Sunday, September 18, 2011

Rotator Cuff 9 - Management of rotator cuff tears

As you can imagine, many factors go into the decision regarding management of rotator cuff tears. On one hand, acute rotator cuff tears from a major injury resulting in major weakness in a young healthy active person are often viewed as matters of surgical urgency. On the other hand, chronic rotator cuff tears of insidious onset in a relatively inactive person with conditions that may increase the risk of surgery often deserve a trial of gentle range of motion exercises to resolve any shoulder stiffness followed by some gentle shoulder strengthening exercises before surgery is considered.

Partial Thickness Tears
Partial thickness rotator cuff tears produce symptoms because the muscle is pulling on an unstable tendon attachment to bone resulting in uneven distribution of force. As in the case of the conditions known as tennis elbow (lateral ‘epicondylitis’), biceps ‘tendonitis,’ Achilles ‘tendonitis,’ and patellar ‘tendonitis,’ the primary pathology is not inflammation as the suffix ‘itis’ might imply, but rather a partial tendon detachment from bone. In these situations a disproportionate share of the load is borne by the fibers at the edge of the tear – as when a zipper is pulled apart, the load is on the last intact link. When load is applied to the affected tendon, the area of the partial tear becomes painful – a positive tendon sign. If the detachment were complete, as in a complete rupture of the biceps or Achilles tendons, pull on the tendon would be painless. Often these conditions are associated with stiffness of the joint in the direction that stretches the tendon – lack of extension of the elbow in tennis elbow, lack of ankle dorsiflexion in Achilles tendonitis, or lack of internal rotation in partial thickness cuff tears.

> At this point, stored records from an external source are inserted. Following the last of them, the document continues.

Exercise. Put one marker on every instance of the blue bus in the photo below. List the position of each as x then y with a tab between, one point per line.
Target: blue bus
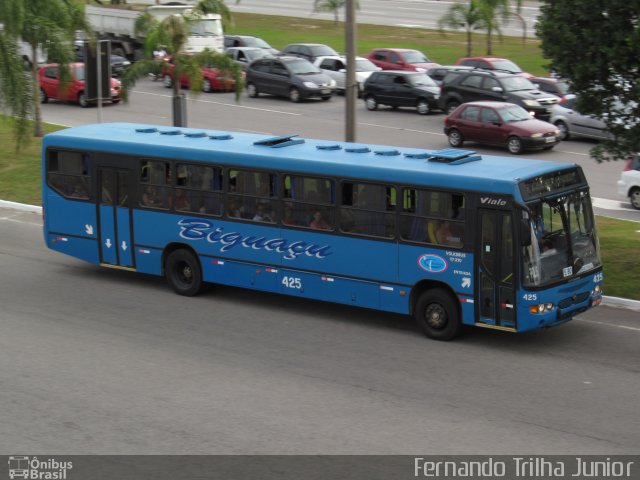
448	236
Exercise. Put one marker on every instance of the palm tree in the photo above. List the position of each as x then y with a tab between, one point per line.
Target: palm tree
467	16
172	33
331	6
48	26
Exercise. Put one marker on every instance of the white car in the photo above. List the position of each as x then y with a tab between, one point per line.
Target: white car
629	183
336	68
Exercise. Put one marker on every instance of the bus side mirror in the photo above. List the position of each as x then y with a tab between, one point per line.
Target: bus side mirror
525	233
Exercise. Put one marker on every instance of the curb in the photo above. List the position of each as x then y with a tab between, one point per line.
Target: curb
615	302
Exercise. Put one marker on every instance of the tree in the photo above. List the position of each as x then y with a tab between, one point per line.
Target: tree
331	6
466	16
595	44
172	34
48	26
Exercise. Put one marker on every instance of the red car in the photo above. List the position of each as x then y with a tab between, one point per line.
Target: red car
214	80
493	63
401	59
74	91
499	123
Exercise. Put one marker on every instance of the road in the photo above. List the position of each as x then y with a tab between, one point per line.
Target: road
401	13
110	362
151	103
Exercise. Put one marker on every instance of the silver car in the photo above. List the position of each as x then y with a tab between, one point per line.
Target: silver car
336	67
572	123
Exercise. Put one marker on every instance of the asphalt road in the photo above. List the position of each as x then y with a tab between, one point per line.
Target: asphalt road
102	361
151	103
401	13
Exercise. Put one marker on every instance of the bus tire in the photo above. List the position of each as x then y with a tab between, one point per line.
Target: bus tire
437	315
183	272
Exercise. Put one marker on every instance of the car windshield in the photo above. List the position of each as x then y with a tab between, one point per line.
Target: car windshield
421	80
514	113
323	51
561	242
514	84
78	72
506	65
302	67
415	57
256	42
206	27
364	65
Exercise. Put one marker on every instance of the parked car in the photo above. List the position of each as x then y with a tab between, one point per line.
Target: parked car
572	123
75	91
477	85
247	41
400	59
245	55
118	64
292	77
213	79
499	123
629	183
336	68
557	86
308	51
493	63
401	88
439	73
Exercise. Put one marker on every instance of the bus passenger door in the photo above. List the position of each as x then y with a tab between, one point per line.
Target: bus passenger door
114	217
496	269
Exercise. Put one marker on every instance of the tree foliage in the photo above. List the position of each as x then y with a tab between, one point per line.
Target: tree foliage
595	44
464	15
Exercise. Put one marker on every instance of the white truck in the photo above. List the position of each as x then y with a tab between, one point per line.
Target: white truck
118	25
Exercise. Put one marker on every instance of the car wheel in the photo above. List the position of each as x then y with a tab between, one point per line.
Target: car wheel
371	103
82	100
514	144
294	95
456	139
423	107
252	91
564	130
437	315
634	198
183	272
451	106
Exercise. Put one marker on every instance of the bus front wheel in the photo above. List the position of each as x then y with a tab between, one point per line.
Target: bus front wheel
183	272
437	315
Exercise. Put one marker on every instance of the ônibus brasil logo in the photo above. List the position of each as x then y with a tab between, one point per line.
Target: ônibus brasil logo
33	468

For each of these conditions, treatment may include (1) stretching the tendon until the stiffness is resolved and the load at the tendon attachment is distributed evenly among the fibers remaining intact, (2) release of insecurely attached fibers so that the load is only borne by those that robustly connect the tendon to bone (as in a tennis elbow release), or (3) reattachment of the partially detached fibers. The difficulty with the latter approach lies in reconstructing the isometry of the tendon attachment. Taking the Achilles tendon with a lateral one-third tear as an example, reattachment of the torn portion of tendon is likely to result in its being disproportionately tight, so that when the attached muscle contracts, the repaired part of the tendon takes the preponderance of the load and risks retear. For the same reason, repairs of tennis elbow are less successful in relieving symptoms than selective releases.

Full Thickness Tears
Acute full thickness tears merit consideration for early repair before tendon resorption and muscle atrophy can occur. Chronic tears merit consideration for repair if there is evidence of good residual muscle and tendon. Symptoms from irreparable tears may respond to smoothing of the humeroscapular motion interface.